Les Boers et l'Afrique du Sud : l'esprit ranch qui a pris racine en Afrique
🚀 L'essentiel
- Concept clé : Le pastoralisme boer s'est mué en ranching moderne et en exploitation cynégétique dans le sud de l'Afrique.
- Conseil pratique : Optez pour une randonnée à cheval dans le Karoo ou un séjour sur un 'plaas' de l'Eastern Cape pour vivre l'expérience.
- Le saviez-vous : La Great Trek (1835-1840) et la bataille du Blood River en 1838 ont marqué l'expansion territoriale boer et leurs pratiques d'élevage.
Une selle qui grince.
Visualisez un soleil bas sur un veld herbeux, un cavalier coiffé d'un chapeau à large bord guidant son cheval entre les bêtes, la poussière encore humide après la pluie. C'est là que la culture boer a appris à composer avec l'Afrique, en modelant terres et troupeaux.
Vastes pâturages
Les premiers fermiers européens au Cap aux 17e et 18e siècles, appelés boers, développent un élevage extensif. Les trekboers parcourent déjà de grandes distances à cheval, pratiques qui deviendront l'ossature du ranching régional.
La Great Trek (1835-1840) voit des milliers d'Afrikaners quitter la colonie du Cap pour fonder des républiques, dont l'État libre d'Orange (1854) et la République sud-africaine. Ces territoires sont organisés autour de l'élevage et de la mobilité du bétail.
Face aux défis du Karoo, aux incendies de veld et à la faune sauvage, ces éleveurs développent des savoir-faire adaptatifs: rotation des pâtures informelle, dressage de chevaux robustes, et gestion des points d'eau naturels.
Les racines du trek
Les fondements sont à la fois techniques et historiques. Techniquement, l'amélioration des races, l'adaptation aux parasites et la maîtrise de longues transhumances forgent une culture du cheval et du bœuf très ancrée.
En 1838, la mort de Piet Retief et la victoire des Voortrekkers à Blood River scellent une dynamique d'occupation du territoire favorable à l'élevage.

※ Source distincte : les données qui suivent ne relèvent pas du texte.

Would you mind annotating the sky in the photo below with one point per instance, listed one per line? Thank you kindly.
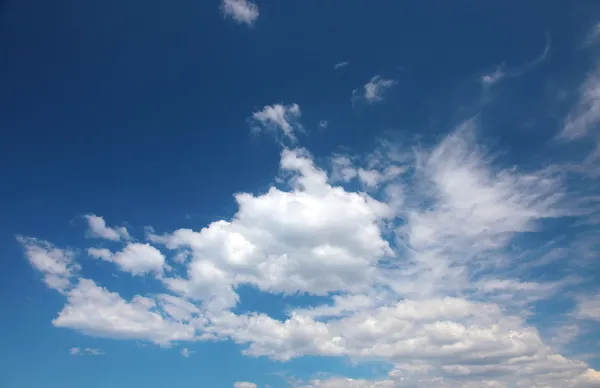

Les découvertes de diamants (1867) et d'or (1886) modifient les structures économiques mais pas la place du fermier dans la campagne.
L'usage du fil barbelé à la fin du 19e siècle et les guerres anglo-boers (1880-1881 et 1899-1902) ont encore transformé les exploitations, menant progressivement à des fermes clôturées et à une gestion plus professionnelle du bétail.
Entre héritage et mutation
Au XXe siècle, des programmes d'amélioration mènent à des races adaptées au climat, comme le Bonsmara dans les années 1960. L'Union d'Afrique du Sud en 1910 centralise les politiques foncières, influençant la taille et la viabilité des exploitations.
Plus récemment, la conversion d'anciennes fermes en game ranches, mêlant élevage et gestion d'ongulés pour le tourisme ou la chasse, illustre l'adaptation du ranching aux nouvelles économies. On observe cela dans le Limpopo et l'Eastern Cape.
Le XXIe siècle place la question foncière au cœur du débat. Les revendications post-apartheid et les réformes touchent les ranchs, mais la culture du cavalier et du gardien de troupeaux persiste, et rappelle par certains aspects la Camargue, avec ses gardians, ses chevaux blancs et son rapport intime au paysage.
Conseils pratiques
Si vous souhaitez vivre cet héritage, privilégiez des lodges proposant des sorties à cheval, respectez la propriété privée et renseignez-vous sur la faune locale. Préférez les exploitations engagées dans la conservation pour un tourisme responsable.
Enfin, pour comprendre l'histoire, visitez des sites comme le musée Paul Kruger à Pretoria et l'Heritage Centre à Bloemfontein. Les récits de Voortrekkers offrent une fenêtre sur les mythes et réalités de ce monde.
La culture boer a adapté le modèle du fermier européen au défi africain. C'est une saga d'adaptation, de conflit et d'alliances, où la selle et le cheval restent au centre d'une identité en mouvement.